Hover jet

Relevant wiki: Rocket Physics

When the hover jet loses its mass at a rate then it experiences a force called the thrust force. This thrust force equals $F_{\text{thrust}} = - v_{\text{rel}} \times \dfrac{dm}{dt}$ .

Here, $v_{\text{rel}}$ is the speed of the waste exhaust relative to the jet and the negative sign denotes that the mass of the jet is decreasing with time as the fuel burns.

For the hover jet to remain in equilibrium, this thrust force must balance the weight of the jet. Therefore,

$\begin{aligned} mg &= - v_{\text{rel}} \times \dfrac{dm}{dt} \\ \int_0^{{t_F}} {dt} &= - \frac{v_{rel}}{g}\int_{500}^{400} {\frac{1}{m}\,dm} \\ {t_F} &= 100\ln \left( {\frac{5}{4}} \right) = \boxed{22.3} s. \\ \end{aligned}$

You can solve this problem using momentum conservation.

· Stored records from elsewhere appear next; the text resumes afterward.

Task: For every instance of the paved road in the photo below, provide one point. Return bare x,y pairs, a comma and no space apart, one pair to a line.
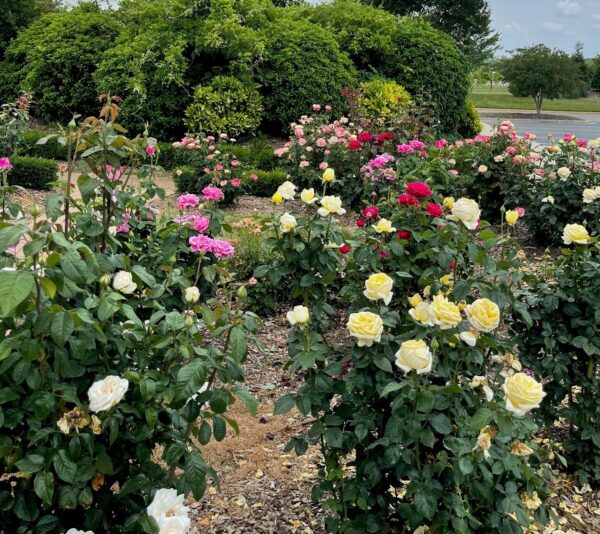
583,125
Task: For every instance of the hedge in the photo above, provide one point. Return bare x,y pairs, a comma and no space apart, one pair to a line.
34,173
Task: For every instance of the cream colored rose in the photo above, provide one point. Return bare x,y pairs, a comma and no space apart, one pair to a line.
414,355
483,315
446,312
467,211
423,314
123,282
384,226
308,196
287,190
563,173
591,194
287,223
575,233
169,512
379,287
329,175
523,393
366,327
107,393
191,295
331,205
298,315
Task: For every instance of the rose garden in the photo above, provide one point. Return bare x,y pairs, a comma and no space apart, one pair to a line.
400,310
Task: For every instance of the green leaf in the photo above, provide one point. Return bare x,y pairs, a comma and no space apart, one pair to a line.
61,328
43,485
15,288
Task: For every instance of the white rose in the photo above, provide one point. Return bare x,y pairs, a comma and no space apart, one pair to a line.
106,393
287,222
287,190
123,282
467,211
169,512
191,295
563,173
298,315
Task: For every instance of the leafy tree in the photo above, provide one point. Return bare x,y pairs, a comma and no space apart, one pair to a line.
468,21
540,72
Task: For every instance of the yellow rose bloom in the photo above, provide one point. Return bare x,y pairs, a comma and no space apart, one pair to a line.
379,287
446,312
483,315
384,227
511,217
523,393
277,198
575,233
366,327
414,355
329,175
415,300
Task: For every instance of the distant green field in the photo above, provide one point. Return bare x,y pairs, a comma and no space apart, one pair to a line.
500,98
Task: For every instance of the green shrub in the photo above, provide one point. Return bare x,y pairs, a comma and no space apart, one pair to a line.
425,61
266,183
303,65
55,60
35,173
382,99
224,105
52,149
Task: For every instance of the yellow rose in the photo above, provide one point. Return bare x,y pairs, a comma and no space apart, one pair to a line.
331,205
423,313
329,175
415,300
484,315
277,198
575,233
287,222
379,287
298,315
467,211
366,327
523,393
446,312
384,227
308,196
414,355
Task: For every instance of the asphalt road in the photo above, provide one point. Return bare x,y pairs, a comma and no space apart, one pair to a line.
583,125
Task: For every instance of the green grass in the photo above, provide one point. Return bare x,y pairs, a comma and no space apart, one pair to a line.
500,98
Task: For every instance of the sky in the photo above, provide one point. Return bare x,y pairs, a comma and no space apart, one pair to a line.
555,23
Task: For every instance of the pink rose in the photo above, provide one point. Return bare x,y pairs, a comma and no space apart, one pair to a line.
187,201
212,193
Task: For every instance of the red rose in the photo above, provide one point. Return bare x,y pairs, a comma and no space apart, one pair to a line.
406,199
370,212
418,189
434,209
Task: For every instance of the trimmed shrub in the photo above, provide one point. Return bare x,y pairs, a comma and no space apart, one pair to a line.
303,66
35,173
55,60
266,183
50,150
224,105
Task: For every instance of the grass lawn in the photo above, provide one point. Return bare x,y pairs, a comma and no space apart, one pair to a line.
500,98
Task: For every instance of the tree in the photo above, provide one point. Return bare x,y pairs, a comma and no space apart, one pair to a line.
540,73
468,21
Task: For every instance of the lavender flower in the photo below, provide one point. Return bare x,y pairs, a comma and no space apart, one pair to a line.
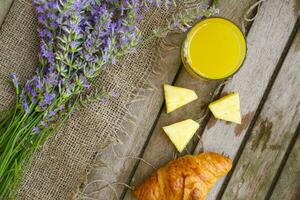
78,39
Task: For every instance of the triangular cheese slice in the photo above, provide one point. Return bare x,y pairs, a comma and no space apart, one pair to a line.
227,108
181,133
177,97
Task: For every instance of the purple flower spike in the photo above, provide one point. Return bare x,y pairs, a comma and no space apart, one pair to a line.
36,130
15,80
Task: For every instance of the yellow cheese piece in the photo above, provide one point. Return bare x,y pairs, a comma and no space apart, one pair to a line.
227,108
177,97
181,133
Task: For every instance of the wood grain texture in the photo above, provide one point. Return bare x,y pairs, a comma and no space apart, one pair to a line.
160,150
266,42
4,8
288,185
272,134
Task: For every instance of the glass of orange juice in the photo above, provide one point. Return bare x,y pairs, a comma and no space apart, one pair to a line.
214,49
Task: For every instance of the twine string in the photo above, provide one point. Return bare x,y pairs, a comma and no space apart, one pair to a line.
250,10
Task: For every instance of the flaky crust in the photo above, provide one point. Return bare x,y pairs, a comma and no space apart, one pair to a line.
187,178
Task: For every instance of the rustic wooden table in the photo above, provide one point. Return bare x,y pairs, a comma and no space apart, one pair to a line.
265,147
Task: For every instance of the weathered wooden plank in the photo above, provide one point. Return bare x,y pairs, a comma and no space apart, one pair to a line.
266,42
288,185
4,7
272,134
160,150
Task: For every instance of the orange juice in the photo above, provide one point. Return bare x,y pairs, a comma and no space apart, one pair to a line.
215,48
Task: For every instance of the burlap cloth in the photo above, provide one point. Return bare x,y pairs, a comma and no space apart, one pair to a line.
61,165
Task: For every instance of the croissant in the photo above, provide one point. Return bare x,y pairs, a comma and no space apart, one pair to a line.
187,178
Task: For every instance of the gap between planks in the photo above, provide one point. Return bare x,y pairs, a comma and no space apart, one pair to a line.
285,74
233,10
266,84
293,148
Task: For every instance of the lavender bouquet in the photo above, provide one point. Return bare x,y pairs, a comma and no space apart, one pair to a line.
78,38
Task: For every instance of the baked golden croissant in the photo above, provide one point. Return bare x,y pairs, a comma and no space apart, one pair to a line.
187,178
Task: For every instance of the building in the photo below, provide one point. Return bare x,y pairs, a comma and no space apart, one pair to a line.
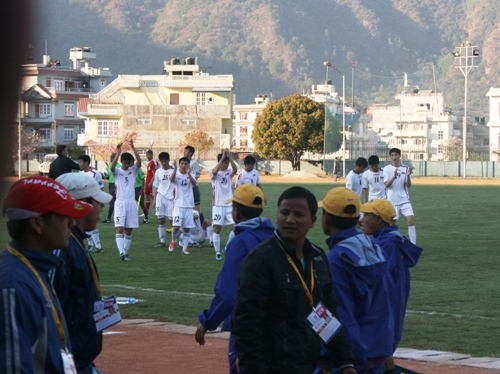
49,97
244,117
161,109
494,123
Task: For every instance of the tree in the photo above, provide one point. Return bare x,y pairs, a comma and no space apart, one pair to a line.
288,127
200,140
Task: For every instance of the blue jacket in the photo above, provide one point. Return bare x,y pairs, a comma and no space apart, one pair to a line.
248,235
361,284
75,287
401,255
27,319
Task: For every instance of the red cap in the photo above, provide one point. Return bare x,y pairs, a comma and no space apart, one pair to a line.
39,195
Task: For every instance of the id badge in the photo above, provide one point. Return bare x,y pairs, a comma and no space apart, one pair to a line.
323,322
68,362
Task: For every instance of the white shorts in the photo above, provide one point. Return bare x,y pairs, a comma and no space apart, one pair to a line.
403,210
126,214
183,217
222,215
164,207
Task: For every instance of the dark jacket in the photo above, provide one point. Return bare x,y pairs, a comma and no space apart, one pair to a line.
28,323
62,165
270,328
77,291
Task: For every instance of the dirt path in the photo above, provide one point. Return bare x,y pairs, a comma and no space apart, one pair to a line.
136,346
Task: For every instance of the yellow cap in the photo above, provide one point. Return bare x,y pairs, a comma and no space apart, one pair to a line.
337,199
246,195
381,208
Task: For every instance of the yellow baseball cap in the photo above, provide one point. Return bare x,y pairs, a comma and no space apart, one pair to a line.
337,199
246,195
380,207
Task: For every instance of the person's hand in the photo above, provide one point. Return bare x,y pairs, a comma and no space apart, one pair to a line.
199,336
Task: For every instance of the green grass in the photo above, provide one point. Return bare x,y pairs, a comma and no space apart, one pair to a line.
453,306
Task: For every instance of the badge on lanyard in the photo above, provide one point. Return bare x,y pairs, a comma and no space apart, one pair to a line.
323,322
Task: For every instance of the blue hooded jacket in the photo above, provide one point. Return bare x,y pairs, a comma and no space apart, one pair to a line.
401,255
248,235
361,284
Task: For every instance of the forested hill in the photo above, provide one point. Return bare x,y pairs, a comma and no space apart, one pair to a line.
278,46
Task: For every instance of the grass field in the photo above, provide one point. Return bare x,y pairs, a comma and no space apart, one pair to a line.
454,304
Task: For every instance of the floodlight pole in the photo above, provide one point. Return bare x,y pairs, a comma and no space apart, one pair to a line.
464,55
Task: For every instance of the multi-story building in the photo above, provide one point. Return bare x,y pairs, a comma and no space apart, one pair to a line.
244,116
494,123
49,97
161,109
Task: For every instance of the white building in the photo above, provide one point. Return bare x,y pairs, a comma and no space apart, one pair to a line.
494,123
50,93
244,116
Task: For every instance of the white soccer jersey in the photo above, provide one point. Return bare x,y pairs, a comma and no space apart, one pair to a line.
222,187
183,191
374,182
96,175
397,192
353,182
247,177
125,182
162,182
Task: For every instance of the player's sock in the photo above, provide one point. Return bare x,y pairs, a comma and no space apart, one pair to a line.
161,233
412,233
119,243
127,241
96,239
217,243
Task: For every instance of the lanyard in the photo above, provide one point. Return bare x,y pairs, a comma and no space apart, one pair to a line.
304,285
91,264
57,318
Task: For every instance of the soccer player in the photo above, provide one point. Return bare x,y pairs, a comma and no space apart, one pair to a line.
251,229
150,174
84,163
401,255
397,180
353,178
163,194
126,218
77,282
34,334
183,203
222,191
373,181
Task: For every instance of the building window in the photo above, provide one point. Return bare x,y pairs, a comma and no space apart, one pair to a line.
42,110
45,134
58,85
107,128
174,99
200,98
69,110
69,134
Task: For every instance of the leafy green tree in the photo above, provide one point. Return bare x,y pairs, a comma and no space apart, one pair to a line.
288,127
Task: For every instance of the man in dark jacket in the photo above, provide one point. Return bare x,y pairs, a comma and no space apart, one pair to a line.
62,164
250,230
77,282
40,215
284,282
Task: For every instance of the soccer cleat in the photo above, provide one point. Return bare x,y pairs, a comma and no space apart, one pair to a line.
171,246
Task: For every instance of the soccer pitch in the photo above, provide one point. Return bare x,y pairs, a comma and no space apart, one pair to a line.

If the jet did not have its engines on it would gain $mg \text{ kg ms}^{-1}$ of downwards momentum each second. So, the momentum of the waste being blasted out must match this. Therefore, the mass of the waste coming out is mg/1000 each second (momentum/velocity).

Since g is 10, the rate of mass transfer is m/100, which is $\frac{dm}{dt}$ . This differential equation has a solution of the form $m = Ae^{-kt}$ , where A is 500 kg and k is $\frac{1}{100}$ . If you solve for the when m = 400kg you should get a time of 22.3 seconds.